John Wesley had been piously brought up by his devout parents and he followed them in the Christian way. He was ordained as a priest in the Church of England. In 1725 while in Oxford he made a solemn vow to devote himself wholly to God, in outward conduct and inward temper and he also strived to fulfil this throughout his life. Wesley’s Journal May 24th 1738 shows how he had to re-assess the whole previous 35 years of his life. His familiar words are often cited:
I went very unwillingly to a society in Aldersgate Street, where one was reading Luther’s preface to the Epistle to the Romans. About a quarter before nine, while he was describing the change which God works in the heart through faith in Christ, I felt my heart strangely warmed. I felt I did trust in Christ, Christ alone for salvation; and an assurance was given me that he had taken away my sins, even mine, and saved me from the law of sin and death.
Notice how Wesley went ‘’very unwillingly’’ to Aldersgate Street. He had come back from America in 1737 profoundly depressed. To Wesley it was the exposition of scripture which spoke to his condition: ‘’one was reading Luther’s preface to the Epistle to the Romans’’ that the moment of release came for him and the joy of the gospel broke through. Methodist scholars differ in their assessment of what that experience of John Wesley on 24th May 1738, really was. Traditionally it is seen as his conversion. Others see it as an experience of assurance of faith, still others as fullness of the Spirit; yet others as the completion of something which began in earlier years. Whatever it was, it was very significant for John Wesley and it certainly shows that Methodists have a variety of understandings of how we become disciples and what it means to be a disciple of Jesus Christ.

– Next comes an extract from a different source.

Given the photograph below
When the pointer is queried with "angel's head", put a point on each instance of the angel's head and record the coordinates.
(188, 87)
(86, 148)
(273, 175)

John Wesley played great emphasis on reason and in this experience, he had to learn what his father had tried to tell him, how very few things of consequence in this world are decided by reason alone. He came to see that no one can come to faith by reason alone. He came to realise and it was hard for him that all his willing and striving could not put him right with God. It was as the Moravians and Luther had taught him: ‘A person is not justified by works of the law, but through faith in Jesus Christ’ (Galatians 2 v 16).
We do need to note that when Wesley refers to the ‘heart strangely warmed’ he is not talking just about emotion. Deep religious feelings were no doubt involved; but when Wesley used the word ‘heart’ he used it in a biblical sense, to denote the central core of a person—mind, will and feeling. It invites a person to offer every part of themselves to God-the whole person.
At Aldersgate Street, Wesley’s heart was made new. He acknowledged that before 1738 he had only ‘’the faith of a servant’’ afterwards he had ‘’the faith of a son’’. May 24th did not give him complete peace and joy for he still had to contend with doubts and darkness yet he received great gifts in that night’s encounter with the living Christ. He knew a deepened experience of forgiveness; an assurance of faith and a new personal freedom. These gifts not only changed his inner life, but transformed his ministry. What does the warmed heart mean for you?